Hanabi is a cooperative board game with incomplete information, as each player only sees the cards of the others. Coordination is done through a limited number of clues, thus limiting the knowledge of one’s own cards. Several interpretations are possible for these clues, requiring finesse and understanding of the game and the intentions of the other players for a good transmission of information. The game is based on “theory of mind”, where a player assumes that others think like him and will adapt to his way of playing.

Winning the prestigious “Spiel des Jahres” award in 2013, Hanabi poses multiple challenges for AI researchers. Indeed, Antoine Bauza’s game requires anticipating the behaviour of other players in order to coordinate with them. Vicky Kalogeiton, an expert in artificial intelligence for video comprehension, explains that this way of playing is in contradiction with the most common learning technique for AI.

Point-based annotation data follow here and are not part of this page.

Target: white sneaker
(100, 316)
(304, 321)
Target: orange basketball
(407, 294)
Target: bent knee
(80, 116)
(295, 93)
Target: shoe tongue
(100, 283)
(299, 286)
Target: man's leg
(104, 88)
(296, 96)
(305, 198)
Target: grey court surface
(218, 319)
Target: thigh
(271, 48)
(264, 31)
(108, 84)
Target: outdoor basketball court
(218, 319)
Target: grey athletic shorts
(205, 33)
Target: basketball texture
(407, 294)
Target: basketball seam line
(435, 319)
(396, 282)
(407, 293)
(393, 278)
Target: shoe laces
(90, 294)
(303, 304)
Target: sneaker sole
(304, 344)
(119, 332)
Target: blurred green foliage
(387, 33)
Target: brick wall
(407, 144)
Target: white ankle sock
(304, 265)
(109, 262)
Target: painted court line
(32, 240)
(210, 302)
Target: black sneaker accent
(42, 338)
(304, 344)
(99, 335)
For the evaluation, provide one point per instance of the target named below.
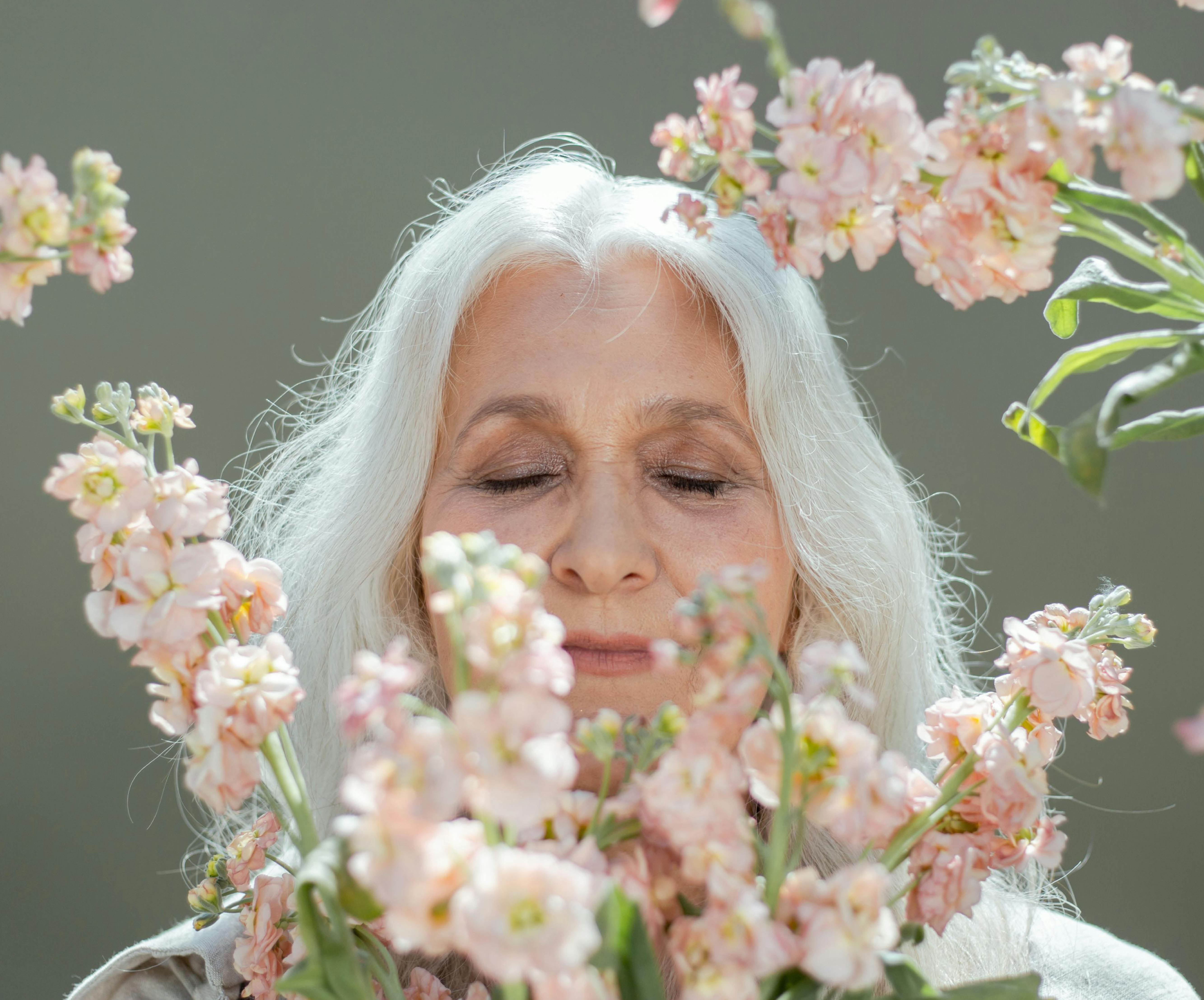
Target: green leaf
(1136, 387)
(626, 949)
(1096, 281)
(1032, 429)
(1165, 425)
(1118, 203)
(1082, 455)
(1195, 168)
(1020, 988)
(1100, 354)
(906, 979)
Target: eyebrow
(659, 411)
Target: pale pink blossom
(423, 986)
(162, 593)
(105, 482)
(175, 677)
(17, 282)
(517, 753)
(261, 951)
(416, 878)
(252, 589)
(103, 549)
(724, 112)
(952, 870)
(246, 852)
(188, 505)
(98, 250)
(695, 802)
(1015, 785)
(842, 923)
(1094, 67)
(657, 12)
(1058, 673)
(33, 212)
(411, 779)
(863, 227)
(523, 913)
(1191, 732)
(242, 695)
(677, 137)
(693, 215)
(1146, 144)
(368, 698)
(737, 180)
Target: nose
(605, 548)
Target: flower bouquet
(465, 832)
(978, 199)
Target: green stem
(384, 968)
(604, 791)
(1088, 225)
(274, 753)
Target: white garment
(1077, 962)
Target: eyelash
(686, 484)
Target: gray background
(275, 151)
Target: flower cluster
(164, 583)
(973, 197)
(41, 227)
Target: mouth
(608, 656)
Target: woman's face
(604, 428)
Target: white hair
(338, 502)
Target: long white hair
(338, 500)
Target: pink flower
(33, 212)
(517, 754)
(410, 780)
(1015, 786)
(242, 695)
(261, 952)
(423, 986)
(952, 870)
(98, 250)
(1191, 732)
(677, 138)
(162, 593)
(523, 914)
(369, 697)
(103, 549)
(695, 802)
(252, 590)
(724, 112)
(245, 854)
(17, 282)
(175, 672)
(1092, 67)
(1058, 673)
(416, 879)
(187, 505)
(105, 482)
(693, 213)
(842, 923)
(657, 12)
(737, 179)
(1146, 144)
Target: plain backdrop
(274, 153)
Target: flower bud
(69, 406)
(206, 898)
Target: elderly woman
(553, 362)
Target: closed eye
(516, 484)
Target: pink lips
(608, 656)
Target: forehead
(628, 334)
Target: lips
(616, 655)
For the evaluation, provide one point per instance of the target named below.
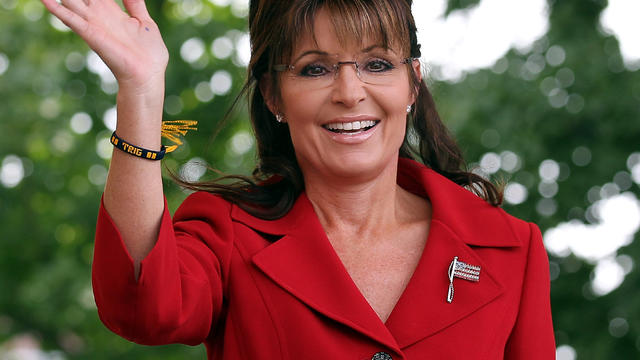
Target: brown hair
(274, 27)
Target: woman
(341, 246)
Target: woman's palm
(130, 44)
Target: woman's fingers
(137, 9)
(79, 7)
(67, 16)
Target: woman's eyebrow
(324, 53)
(310, 52)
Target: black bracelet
(135, 150)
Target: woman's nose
(348, 89)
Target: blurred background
(542, 95)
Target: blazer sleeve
(178, 295)
(532, 336)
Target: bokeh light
(12, 171)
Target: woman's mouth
(351, 127)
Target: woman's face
(343, 126)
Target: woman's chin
(355, 167)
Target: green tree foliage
(530, 103)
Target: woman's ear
(265, 86)
(417, 72)
(417, 69)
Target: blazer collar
(304, 263)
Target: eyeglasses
(320, 70)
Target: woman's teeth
(354, 126)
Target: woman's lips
(350, 131)
(351, 127)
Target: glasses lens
(320, 71)
(379, 70)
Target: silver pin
(459, 269)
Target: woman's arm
(132, 47)
(532, 336)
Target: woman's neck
(364, 208)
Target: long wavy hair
(274, 27)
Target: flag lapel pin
(461, 270)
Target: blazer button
(381, 356)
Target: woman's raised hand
(130, 44)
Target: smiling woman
(360, 234)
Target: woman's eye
(314, 70)
(377, 65)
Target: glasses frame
(337, 65)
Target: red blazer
(255, 289)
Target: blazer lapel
(461, 221)
(423, 310)
(304, 263)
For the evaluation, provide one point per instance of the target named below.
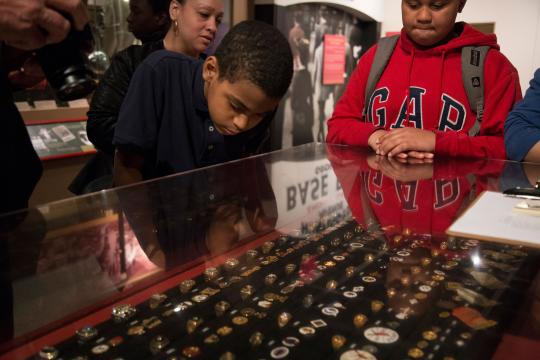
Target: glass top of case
(317, 251)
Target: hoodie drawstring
(409, 75)
(439, 101)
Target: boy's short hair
(161, 6)
(258, 52)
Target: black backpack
(472, 69)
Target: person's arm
(522, 128)
(502, 91)
(107, 100)
(534, 154)
(347, 125)
(138, 123)
(31, 24)
(128, 167)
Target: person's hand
(418, 157)
(374, 140)
(31, 24)
(28, 75)
(402, 169)
(405, 140)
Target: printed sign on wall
(334, 59)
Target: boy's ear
(461, 5)
(173, 9)
(162, 19)
(210, 69)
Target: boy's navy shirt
(165, 117)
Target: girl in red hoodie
(419, 107)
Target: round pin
(86, 333)
(211, 339)
(429, 335)
(191, 351)
(279, 353)
(381, 335)
(224, 330)
(357, 355)
(264, 304)
(239, 320)
(415, 353)
(393, 324)
(290, 341)
(355, 246)
(330, 311)
(306, 330)
(200, 298)
(48, 352)
(115, 341)
(100, 349)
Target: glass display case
(319, 252)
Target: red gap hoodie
(430, 82)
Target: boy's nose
(212, 25)
(424, 15)
(241, 122)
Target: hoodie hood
(468, 36)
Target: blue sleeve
(139, 117)
(522, 127)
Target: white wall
(517, 25)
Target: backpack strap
(385, 48)
(472, 70)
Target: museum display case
(318, 251)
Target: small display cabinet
(316, 252)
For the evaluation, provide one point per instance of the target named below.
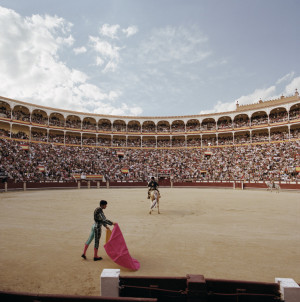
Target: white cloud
(99, 61)
(79, 50)
(30, 68)
(130, 31)
(286, 78)
(291, 87)
(109, 55)
(175, 44)
(109, 30)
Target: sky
(149, 57)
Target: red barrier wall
(165, 183)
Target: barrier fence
(83, 184)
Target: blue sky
(149, 58)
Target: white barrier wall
(109, 283)
(289, 289)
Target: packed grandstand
(257, 142)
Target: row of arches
(90, 124)
(115, 140)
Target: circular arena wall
(263, 121)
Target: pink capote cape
(117, 250)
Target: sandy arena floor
(228, 234)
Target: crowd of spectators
(165, 141)
(252, 162)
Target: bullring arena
(217, 217)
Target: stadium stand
(255, 143)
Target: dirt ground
(219, 233)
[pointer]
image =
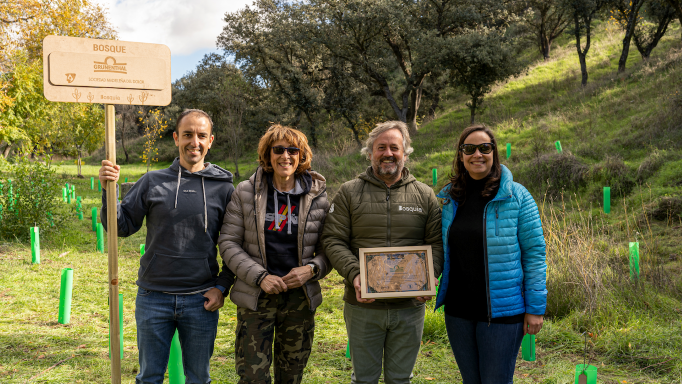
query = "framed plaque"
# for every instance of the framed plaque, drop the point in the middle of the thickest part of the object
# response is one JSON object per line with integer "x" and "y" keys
{"x": 396, "y": 272}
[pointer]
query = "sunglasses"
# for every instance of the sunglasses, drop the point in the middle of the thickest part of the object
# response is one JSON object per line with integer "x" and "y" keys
{"x": 470, "y": 149}
{"x": 279, "y": 150}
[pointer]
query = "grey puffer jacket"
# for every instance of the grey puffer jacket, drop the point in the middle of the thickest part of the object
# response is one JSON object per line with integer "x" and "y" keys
{"x": 242, "y": 240}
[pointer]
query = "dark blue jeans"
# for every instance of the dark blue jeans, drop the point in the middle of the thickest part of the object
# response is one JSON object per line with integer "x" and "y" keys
{"x": 485, "y": 354}
{"x": 158, "y": 315}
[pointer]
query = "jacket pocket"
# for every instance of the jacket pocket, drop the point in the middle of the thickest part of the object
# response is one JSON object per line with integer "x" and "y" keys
{"x": 177, "y": 271}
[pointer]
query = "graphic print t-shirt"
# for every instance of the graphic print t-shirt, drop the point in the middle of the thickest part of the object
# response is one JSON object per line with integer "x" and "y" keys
{"x": 281, "y": 248}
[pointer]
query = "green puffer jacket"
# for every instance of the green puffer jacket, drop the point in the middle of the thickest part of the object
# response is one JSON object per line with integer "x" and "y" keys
{"x": 367, "y": 214}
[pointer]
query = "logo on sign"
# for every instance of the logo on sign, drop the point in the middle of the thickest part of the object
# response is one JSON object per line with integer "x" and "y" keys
{"x": 110, "y": 65}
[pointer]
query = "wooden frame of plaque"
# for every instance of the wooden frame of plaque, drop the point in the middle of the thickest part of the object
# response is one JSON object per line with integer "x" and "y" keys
{"x": 395, "y": 272}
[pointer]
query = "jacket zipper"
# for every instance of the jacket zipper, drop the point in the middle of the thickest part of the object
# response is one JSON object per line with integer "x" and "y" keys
{"x": 388, "y": 216}
{"x": 497, "y": 232}
{"x": 485, "y": 262}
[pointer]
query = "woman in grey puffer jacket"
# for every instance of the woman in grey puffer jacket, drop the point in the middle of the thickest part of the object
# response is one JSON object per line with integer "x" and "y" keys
{"x": 269, "y": 239}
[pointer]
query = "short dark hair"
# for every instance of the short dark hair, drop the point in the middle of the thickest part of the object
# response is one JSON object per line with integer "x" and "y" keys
{"x": 187, "y": 112}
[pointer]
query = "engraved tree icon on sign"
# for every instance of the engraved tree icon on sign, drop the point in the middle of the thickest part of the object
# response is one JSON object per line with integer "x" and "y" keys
{"x": 143, "y": 96}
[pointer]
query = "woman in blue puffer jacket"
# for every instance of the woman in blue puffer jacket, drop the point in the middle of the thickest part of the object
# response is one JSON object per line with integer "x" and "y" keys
{"x": 493, "y": 284}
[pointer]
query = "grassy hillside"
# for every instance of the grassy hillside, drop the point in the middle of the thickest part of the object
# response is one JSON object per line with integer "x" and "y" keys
{"x": 622, "y": 131}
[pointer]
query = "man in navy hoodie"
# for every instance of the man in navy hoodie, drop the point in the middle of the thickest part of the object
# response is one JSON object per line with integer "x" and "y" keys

The latter, ‘reinforcement learning’, involves building the rules of a game into the design of an AI and having it play a large number of games against itself.The technique has proven itself, most notably in 1997 with the historic victory of Deeperblue, a supercomputer that defeated world chess champion Garry Kasparov. More recently, the technique enabled “AlphaStar”, a multi-agent reinforcement learning algorithm, to reach the level of the best Starcraft 2 players. This video game is known to be one of the most difficult professional e-sports, and also for its relevance to the real world in terms of raw complexity.

Since the work of Google DeepMind researchers, more than 250 research papers have been published on Hanabi, which remains a challenge for artificial intelligences. Coordinating with other human players and adapting to their actions turns the reinforcement learning paradigm around and inspires AI researchers to push the boundaries of algorithms.